Riyadh, Bharata Online - Menteri Luar Negeri Tiongkok, Wang Yi, mengatakan pada hari Minggu (14/12) bahwa Tiongkok selalu menganggap Arab Saudi sebagai prioritas dalam diplomasi Timur Tengahnya dan mitra penting dalam strategi diplomasi globalnya, dan bersedia bekerja sama dengan Arab Saudi untuk meningkatkan hubungan bilateral ke tingkat yang lebih tinggi.
Wang Yi, yang juga Anggota Biro Politik Komite Sentral Partai Komunis Tiongkok (PKT), menyampaikan pernyataan tersebut saat memimpin bersama Pertemuan Kelima Sub-komite Politik Komite Gabungan Tingkat Tinggi Tiongkok-Arab Saudi di Riyadh bersama Menteri Luar Negeri Arab Saudi, Faisal bin Farhan Al Saud.
Wang mengatakan bahwa Arab Saudi adalah anggota penting dunia Arab dan Islam dan kekuatan independen dalam proses multipolarisasi.

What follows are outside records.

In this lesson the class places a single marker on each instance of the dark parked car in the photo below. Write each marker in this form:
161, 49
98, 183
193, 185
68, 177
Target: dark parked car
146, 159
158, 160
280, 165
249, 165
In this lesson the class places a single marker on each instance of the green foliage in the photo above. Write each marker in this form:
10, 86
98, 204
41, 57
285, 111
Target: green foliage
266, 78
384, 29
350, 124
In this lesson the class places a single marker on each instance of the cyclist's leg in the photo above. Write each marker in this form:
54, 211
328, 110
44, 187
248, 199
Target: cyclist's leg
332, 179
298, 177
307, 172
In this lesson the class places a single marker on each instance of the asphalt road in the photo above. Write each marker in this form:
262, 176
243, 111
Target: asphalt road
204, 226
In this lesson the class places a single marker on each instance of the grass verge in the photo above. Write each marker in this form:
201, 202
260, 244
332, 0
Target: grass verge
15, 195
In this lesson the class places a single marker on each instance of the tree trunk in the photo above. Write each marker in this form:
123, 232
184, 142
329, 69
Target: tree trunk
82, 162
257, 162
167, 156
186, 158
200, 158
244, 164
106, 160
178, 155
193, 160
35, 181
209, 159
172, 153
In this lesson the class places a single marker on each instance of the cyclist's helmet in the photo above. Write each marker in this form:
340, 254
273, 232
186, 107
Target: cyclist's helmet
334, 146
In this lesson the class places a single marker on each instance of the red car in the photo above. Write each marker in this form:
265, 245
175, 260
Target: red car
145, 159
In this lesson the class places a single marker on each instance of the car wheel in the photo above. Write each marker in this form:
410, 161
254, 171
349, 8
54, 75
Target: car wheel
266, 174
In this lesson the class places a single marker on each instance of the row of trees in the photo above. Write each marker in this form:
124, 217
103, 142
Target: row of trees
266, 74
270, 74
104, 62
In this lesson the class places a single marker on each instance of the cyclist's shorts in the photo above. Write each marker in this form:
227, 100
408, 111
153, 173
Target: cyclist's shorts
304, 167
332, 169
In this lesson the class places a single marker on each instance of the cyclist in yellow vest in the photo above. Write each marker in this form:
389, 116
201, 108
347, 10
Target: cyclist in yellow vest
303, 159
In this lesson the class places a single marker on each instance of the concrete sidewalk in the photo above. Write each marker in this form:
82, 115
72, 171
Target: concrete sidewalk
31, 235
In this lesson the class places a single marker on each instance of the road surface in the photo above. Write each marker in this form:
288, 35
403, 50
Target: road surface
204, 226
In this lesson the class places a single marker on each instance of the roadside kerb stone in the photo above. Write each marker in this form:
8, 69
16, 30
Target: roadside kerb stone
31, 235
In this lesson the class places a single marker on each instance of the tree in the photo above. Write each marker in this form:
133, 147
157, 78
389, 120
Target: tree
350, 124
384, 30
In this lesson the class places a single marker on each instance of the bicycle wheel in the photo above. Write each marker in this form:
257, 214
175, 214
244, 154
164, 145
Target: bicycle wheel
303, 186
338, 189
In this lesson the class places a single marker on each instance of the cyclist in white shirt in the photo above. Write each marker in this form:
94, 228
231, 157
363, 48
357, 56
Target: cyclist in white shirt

Dalam beberapa tahun terakhir, di bawah arahan strategis Presiden Tiongkok Xi Jinping dan Raja Arab Saudi, Salman bin Abdulaziz Al Saud, serta Putra Mahkota Arab Saudi, Mohammed bin Salman Al Saud, pertukaran dan kerja sama di semua bidang antara kedua negara telah berkembang dengan baik dan stabil, katanya, menambahkan bahwa hubungan Tiongkok-Arab Saudi semakin melampaui dimensi bilateral, mengambil signifikansi strategis dan pengaruh global yang semakin besar.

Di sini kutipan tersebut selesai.